# Kindle 3 taking long time to boot/turning itself on from an off state



## pWEN (Jun 16, 2011)

Hey everyone,

About a week ago I updated my Kindle 3 to the latest software version (558700031 according to the settings menu) through Amazon's Kindle program on my Windows 7 computer. Since then, I've had problems with the Kindle booting up from an off or standby state. It is generally unresponsive to sliding the power button or pressing any keys for about a minute and a half, then it seems to wake up and start loading. There is a loading bar on the screen when this happens; I'm not sure what that means, but I guess it's indexing? There's only about twenty books on the thing so it doesn't take long, usually about another minute.

Another odd behavior it picked up is turning itself on. I typically keep wifi disabled, and don't have the 3G version, so I'm not sure how it's doing this. I guess "off" isn't really off, just a deeper sleep than standby? It never did this before the update. I doubt it's from messing with the power button as the last time it did this, I hadn't touched it for at least an hour.

Does anyone know what I can do to resolve this? There aren't any new updates as far as I can tell, and I'd hate to call Amazon just to be told "restart and you'll be fine", as I've tried that.

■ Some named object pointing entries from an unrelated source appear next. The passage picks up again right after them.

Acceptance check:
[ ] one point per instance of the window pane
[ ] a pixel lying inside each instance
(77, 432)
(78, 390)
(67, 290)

There's no physical reset button on the Kindle that I can see, either.

Thanks for the help, and apologies if someone else posted about this already (didn't find any other such posts).


----------



## NogDog (May 1, 2009)

pWEN said:


> ...I'd hate to call Amazon just to be told "restart and you'll be fine", as I've tried that....


Then tell them exactly that. The Kindle CS people really are quite helpful (just make sure you get the Kindle customer support, not the general Amazon CS). Odds are good if they can't pretty quickly come up with a solution for you, they'll send you a replacement -- both because they want you to be a continuing customer and because it's probably cheaper than having their people spend a lot of time trying to debug it.

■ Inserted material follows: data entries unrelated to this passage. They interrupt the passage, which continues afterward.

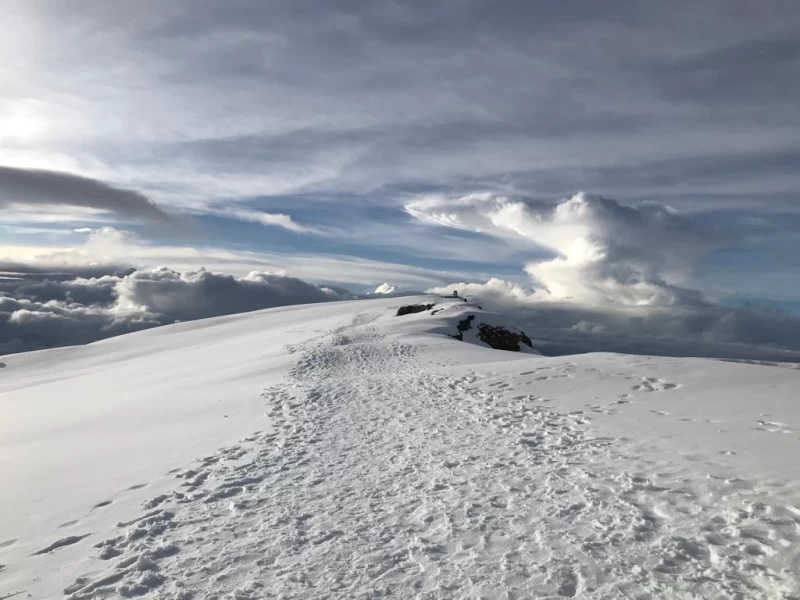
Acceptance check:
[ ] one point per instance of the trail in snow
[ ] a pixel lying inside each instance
(382, 476)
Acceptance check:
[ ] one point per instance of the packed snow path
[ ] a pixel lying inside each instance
(383, 475)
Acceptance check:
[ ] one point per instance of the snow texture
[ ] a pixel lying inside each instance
(338, 451)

PS: here's a link for contacting Kindle customer support: http://www.amazon.com/gp/help/customer/display.html/ref=hp_rel_topic?ie=UTF8&nodeId=200212360


----------



## Ann in Arlington (Oct 27, 2008)

I'm guessing the update possibly didn't take properly -- Kindle Customer Support should be able to help with that.

Alternatively, it kind of sounds to me like you might be turning it all the way off, rather than just letting it sleep.

"Sleep" will have a picture on the screen -- slide and release the switch fairly quickly to go in and out of 'sleep'. It should just take a second or two for the transition.

If you're holding the switch longer -- like 5 - 10 seconds -- until the screen blanks, you're turning it off. That's not necessary and it will take longer to 'boot up' from completely off.

Wireless will stay on when it's asleep, but will not when it's completely off. But if wireless was on when you turned it off, it will go on when you turn it back on. Many people get in the habit of keeping wireless off until they want to use it.

All that said -- and as much for anyone else with a similar problem as for you.  -- if you've tried all the usual troubleshooting techniques -- soft restart, hard restart, etc. -- I second NogDog's suggestion. Explain the problem to them clearly --exactly what behavior you're seeing and what you've already tried to fix it. I'm sure they'll take care of you.

Good luck!


----------



## TheUselessGod (May 23, 2011)

Mine did the same thing; are you using an unlighted case? That ended up being my problem. A quick call to Amazon and they sent me a new one that worked fine.
My wife's had the issue out of the case, so we reinstalled the update (as has previously been mentioned) and that remedied it. Best of luck to you if you have to call support. Luckily they are really nice!


----------